In Italy, people start their days rather leisurely, work a few hours, shut it down between 1pm and 4pm for lunch (the largest meal of the day), take a little rest, and then open back up and work from 4pm to 7pm before closing up shop. Even the retirees spend their days the same way — this is just their culture.
There’s also a greater focus on family, too — generations living and working together. It’s not unusual to see a storefront shop or a restaurant that serves as both a place of business and a home to multi generations. People live in considerably smaller environments than here, with many more people residing in them. Family is life there — if they don’t live together, they see each other often, if not daily.
But when we look specifically at longevity in Italy, it’s the lifestyle – the combination of many of these things that is key. For example, in Sardinia, the Italian island with the highest number of male centenarians in the world, while both diet and activity play a role, so does socialization. One 104-year old gentleman would start his day with a glass of red wine, be out chopping wood by 9am and enjoy a steady parade of people who came by to ask his advice about things. Aging is revered here — the older you are there, the more celebrated you are.
But it’s the Italian diet that most people likely credit. While we know red wine contains the resveratrol compound, a powerful antioxidant that neutralizes the effects of cell-damaging free radicals that causes aging, it’s also the socialization aspects of consuming this delightful grape drink that plays an equally beneficial role. While it is a part of most meals, it’s how it’s consumed that makes the real difference – moderately and sipped slowly over the course of a long meal is the best way to absorb the resveratrol and maximize its health benefits.

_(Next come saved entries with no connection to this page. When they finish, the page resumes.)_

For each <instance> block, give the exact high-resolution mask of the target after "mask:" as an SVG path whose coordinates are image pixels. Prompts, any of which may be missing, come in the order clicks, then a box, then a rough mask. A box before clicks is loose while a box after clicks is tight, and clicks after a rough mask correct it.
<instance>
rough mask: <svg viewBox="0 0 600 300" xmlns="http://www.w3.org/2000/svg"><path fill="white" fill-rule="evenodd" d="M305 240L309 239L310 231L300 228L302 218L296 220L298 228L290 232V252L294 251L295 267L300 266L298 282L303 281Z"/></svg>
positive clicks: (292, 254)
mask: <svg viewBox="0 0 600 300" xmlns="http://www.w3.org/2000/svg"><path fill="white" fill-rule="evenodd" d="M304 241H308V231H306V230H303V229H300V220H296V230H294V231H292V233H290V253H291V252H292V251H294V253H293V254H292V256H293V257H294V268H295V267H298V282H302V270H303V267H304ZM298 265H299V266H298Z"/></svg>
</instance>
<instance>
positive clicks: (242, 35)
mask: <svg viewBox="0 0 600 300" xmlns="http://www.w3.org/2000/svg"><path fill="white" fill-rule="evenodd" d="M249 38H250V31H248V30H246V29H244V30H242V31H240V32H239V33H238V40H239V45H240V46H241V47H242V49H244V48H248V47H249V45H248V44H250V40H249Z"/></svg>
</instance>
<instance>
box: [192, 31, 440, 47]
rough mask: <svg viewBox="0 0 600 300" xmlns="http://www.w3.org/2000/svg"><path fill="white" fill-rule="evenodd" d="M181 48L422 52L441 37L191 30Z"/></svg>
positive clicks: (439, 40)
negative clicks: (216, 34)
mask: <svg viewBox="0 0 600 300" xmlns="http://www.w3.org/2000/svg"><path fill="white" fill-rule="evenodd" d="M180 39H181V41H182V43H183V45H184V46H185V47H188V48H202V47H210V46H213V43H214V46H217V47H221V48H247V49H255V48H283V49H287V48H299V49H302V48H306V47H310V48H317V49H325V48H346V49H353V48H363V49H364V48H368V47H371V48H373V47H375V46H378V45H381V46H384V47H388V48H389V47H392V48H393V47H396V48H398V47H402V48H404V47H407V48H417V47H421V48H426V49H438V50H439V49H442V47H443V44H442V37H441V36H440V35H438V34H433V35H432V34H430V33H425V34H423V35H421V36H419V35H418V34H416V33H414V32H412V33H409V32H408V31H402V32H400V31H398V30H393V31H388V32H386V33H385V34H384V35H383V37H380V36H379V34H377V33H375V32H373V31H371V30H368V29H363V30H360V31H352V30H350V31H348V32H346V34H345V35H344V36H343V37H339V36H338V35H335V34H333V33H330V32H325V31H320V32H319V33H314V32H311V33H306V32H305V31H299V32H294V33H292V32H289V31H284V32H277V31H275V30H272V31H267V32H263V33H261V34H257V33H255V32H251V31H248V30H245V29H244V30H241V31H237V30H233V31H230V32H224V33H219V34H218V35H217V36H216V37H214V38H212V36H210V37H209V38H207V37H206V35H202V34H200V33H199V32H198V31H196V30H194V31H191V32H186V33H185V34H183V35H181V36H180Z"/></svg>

Olive oil and lycopene, the powerfully effective antioxidant found in tomatoes, have also both been documented as protectors against heart disease. But it’s the combination of these items in their recipes, with the end result of the meal itself that is the real beneficial aspect. Italians love to break bread together in fellowship – they are quite a social culture and studies show that’s a very healthy ingredient in life.
While these are difficult aspects to measure specifically in true longevity studies, it’s obvious it’s working in Italy. Italians are active daily, socially engaged, eat healthily, worship regularly, and celebrate family and living life. But it’s also about love – and the Italians definitely love life. And with the life they live, you can certainly see why it’s loved! Amore! Ciao Bella!